Big Data SQL Quick Start. Storage Indexes – Part10.

Today I’m going to explain very powerful Big Data SQL feature – Storage Indexes. Before all, I want to note, that name “Storage Index” could mislead you. In fact, it’s dynamic structure that automatically built over your data after you scan it. There is no any specific command or something that user have run. There is nothing that you have to maintain (like Btree index), rebuild. You just run your workload and after a while, you may note better performance. 

Storage Indexes is not something completely new for Big Data SQL. Oracle Exadata also has this feature and with Big Data SQL we just re-use it.

How it works. 

The  main idea is that we could create some metadata over the unit of the scan (block or multiple blocks ). For example, we scan HDFS blocks with one given query, which has some predicate in where clause (like WHERE id=123). If this block doesn’t return any rows we build statistics for this column, like the minimum, the maximum for given block.

3 Big Data SQL Quick Start. Storage Indexes   Part10.

Next scan could use these statistics for skipping the scan.

4 Big Data SQL Quick Start. Storage Indexes   Part10.

It’s very powerful feature for unique columns.

Fine-granule unit for Storage Index in the case of Hadoop is HDFS block. As you may know, HDFS block has pretty big size (in Big Data Appliance default is 256MB) and if you will be able to skip full scan of it will bring to you significant performance benefits.

Query initially scan granule and if this scan doesn’t return any row, storage index is built (if you find at least one row in the block, Storage Index will not be created over this concrete block).

In HDFS data usually stored in 3 copies. For maximize performance and get benefits from Storage Index as quick as possible, Big Data SQL (since 3.1 version) uses the deterministic order of the hosts.

If you scan table once and create Storage Indexes over the first replica, the second scan will be performed over the same copy and will use Storage Index right with the second scan. 

In conclusion, I want to show you couple bad and good examples for Storage Index. I have table, with one pretty unique column:

SQL> SELECT num_distinct FROM user_tab_col_statistics

WHERE table_name = ‘STORE_SALES_CSV’

AND COLUMN_NAME = ‘SS_TICKET_NUMBER';

———— 

849805312

SQL> 

the table is quite big:

SQL> select count(1) from STORE_SALES_CSV

——————-

6 385 178 703 

SQL>

which means that in average each value appears in given dataset in average 7-8 times, which is quite selective (this is 900.1 GB dataset).

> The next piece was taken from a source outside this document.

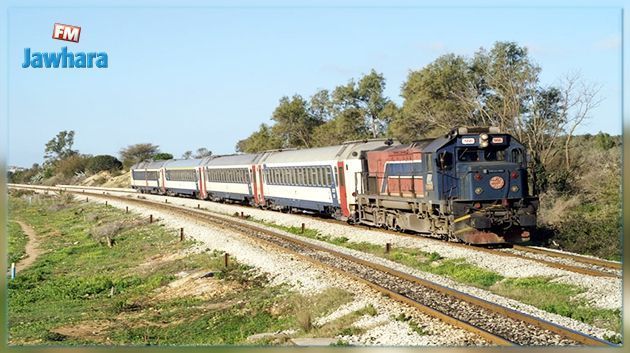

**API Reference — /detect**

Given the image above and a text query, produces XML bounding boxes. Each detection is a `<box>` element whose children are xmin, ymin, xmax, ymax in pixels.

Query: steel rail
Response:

For show Storage Indexes in action, I run the query that uses predicate which returns 2 rows.

SQL> select count(1) from STORE_SALES_CSV where SS_TICKET_NUMBER=187378862;

the first scan consumes a lot of IO and CPU and finishes in 10.6 minutes. The second and next scans finished extremely fast in 3 seconds (because of Storage Index I definitely know that there is no data that matches with my predicate in my table). For checking number of Storage Index efficiency I query the session statistic view:

SQL> SELECT n.name, CASE NAME

          WHEN ‘cell XT granule predicate offload retries’ THEN

   VALUE

  WHEN ‘cell XT granules requested for predicate offload’ THEN

           VALUE

          ELSE

           round(VALUE / 1024 / 1024 / 1024,2)

       END Val,

       CASE NAME

          WHEN ‘cell XT granule predicate offload retries’ THEN

           ‘Granules’

          WHEN ‘cell XT granules requested for predicate offload’ THEN

           ‘Granules’

          ELSE

           ‘GBytes’

       END Metric

  FROM v$ mystat   s,

       v$ statname n

 WHERE s.statistic# = n.statistic#

   AND n.name IN (‘cell XT granule IO bytes saved by storage index’,

                  ‘cell XT granule bytes requested for predicate offload’)

 ORDER BY Metric;

————————————————————————————- 

cell XT granule IO bytes saved by storage index         899.86  GBytes

cell XT granule bytes requested for predicate offload   900.11 GBytes

Based on this statistics we could conclude that only (cell XT granule bytes requested for predicate offload – cell XT granule IO bytes saved by storage index) = 256 Mbytes were read, which is one HDFS block.

First scan.

I don’t  recommend you to disable Storage Index in your real production environment, but it has one side effect. First scan in the case if Storage Indexes are enabled takes longer than without Storage Indexes. In my previous example, first scan took 10.6 minutes, but all next were finished in seconds:

1 Big Data SQL Quick Start. Storage Indexes   Part10.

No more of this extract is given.